Cole Palmer has excelled, but transfers like his aren’t a good sign


Stamford Bridge fell silent; the nervous tension was palpable. At the end of one of the greatest Premier League matches in recent memory, Chelsea had a penalty to snatch a draw against Manchester City, who led 4-3. Cole Palmer stepped up, looking completely unfazed.

It was significant, not just for the point on offer and most dramatic of finales to such an incredible game, but because of Palmer’s situation. He was a City boy, growing up at the club and emerging under Pep Guardiola, who stood on the touchline willing him to miss. He made the £45m move to Chelsea last summer under a cloud of scrutiny; while his talent has always been noted, and never more so than in the corridors at his former club, the Blues had signed plenty of talented young players under owner Todd Boehly without any discernible purpose or plan of action, meaning many of them floundered. It was assumed Palmer would go the same way.

But he scored the penalty and it served as a catalyst. His performance was stand out that day, and he has gone on to not only buck the trend at Chelsea and grow as a player, but become their beating heart, while thrusting himself into the England conversation at the perfect time before Euro 2024 next summer. Right now, Mauricio Pochettino’s side are on the periphery of the European battle; if they are to qualify this season, you sense Palmer will be their driving force.

Suddenly, from questioning his price tag when he made the move, now City are being asked why they sanctioned the sale of a youth product who, having shown promise both in terms of quality and understanding of Guardiola’s complex and demanding style, was performing at the very top level. The answer, rather frustratingly, lies with the Premier League’s Profit and Sustainability rules.

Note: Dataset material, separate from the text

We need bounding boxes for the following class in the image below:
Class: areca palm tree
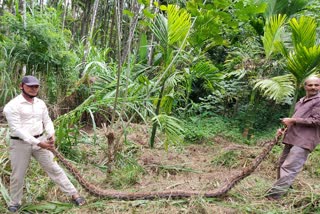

This January transfer window has been dominated by talk of the red tape in place to stop clubs overspending. In essence, losses exceeding £105m over a rolling three-year period are not allowed. Everton, Nottingham Forest and Manchester City have all been charged to varying degrees, with the former having been docked ten points already this season. There has been lots of criticism of the rules from different places, with the main issue being the stunting of growth and maintenance of the status quo.

Clubs like City and Chelsea have existing revenue streams bigger than most. They also have the deepest squads, with more sellable assets. But there is one element of that which does more damage than good; because income and profit are so key to keeping in line with the regulations, selling players for more than they were bought for is the smartest approach. But the best way to make the biggest profit is to cash in on academy graduates. These are the players who have the biggest connection to clubs and who fans most identify with.

Nobody at Manchester City wanted to sell Palmer. Guardiola wanted to keep him and eventually build him into the team. Just days before he went to Chelsea, there was talk of a loan move to West Ham as part of a deal for Declan Rice. Recently, Palmer admitted he saw his future at City, the club he and his family support, until everything changed.

“My thing was to never leave City,” he told Sky Sports.

“That was not my intention. I wanted to go on loan for a year, come back and be ready for the first team.

“But they said I couldn’t go on loan, either stay or you get sold.

“So then, Chelsea rang me. I said I wanted to go to Chelsea and I’m really happy to be here.

“I’m very glad I made the decision to come here.”

Palmer was never likely to start regularly for City but surely he would have done in the future. From a financial perspective, City couldn’t afford to wait and had to pull the trigger. Chelsea themselves, through the sales of Mason Mount and Lewis Hall, have done the same thing.

There are many reasons to question PSR in its current form, but surely the biggest one is that is actively encourages clubs to discard exciting talented youngsters. It is one thing for the likes of Chelsea and City, who have developed conveyor belts to generate value, but it also weakens smaller club’s resolve if they want to keep someone they’ve developed.

For someone like Newcastle, too, who are in the camp of clubs trying to close the gap to the ‘big six’ from a financial standpoint, it is something they may need to consider. Local players who get opportunities at St James’ Park are a rarity; now there are three regular squad members when fit. Sean Longstaff, Elliot Anderson and Lewis Miley are all fans of the club, born and bred locally, but there could theoretically be a scenario where they are seen as commodities for healthy profit.

Palmer’s form at Chelsea has been a great story to watch this season. But it will not be good for football if transfers like him become more common. Unfortunately, that seems inevitable.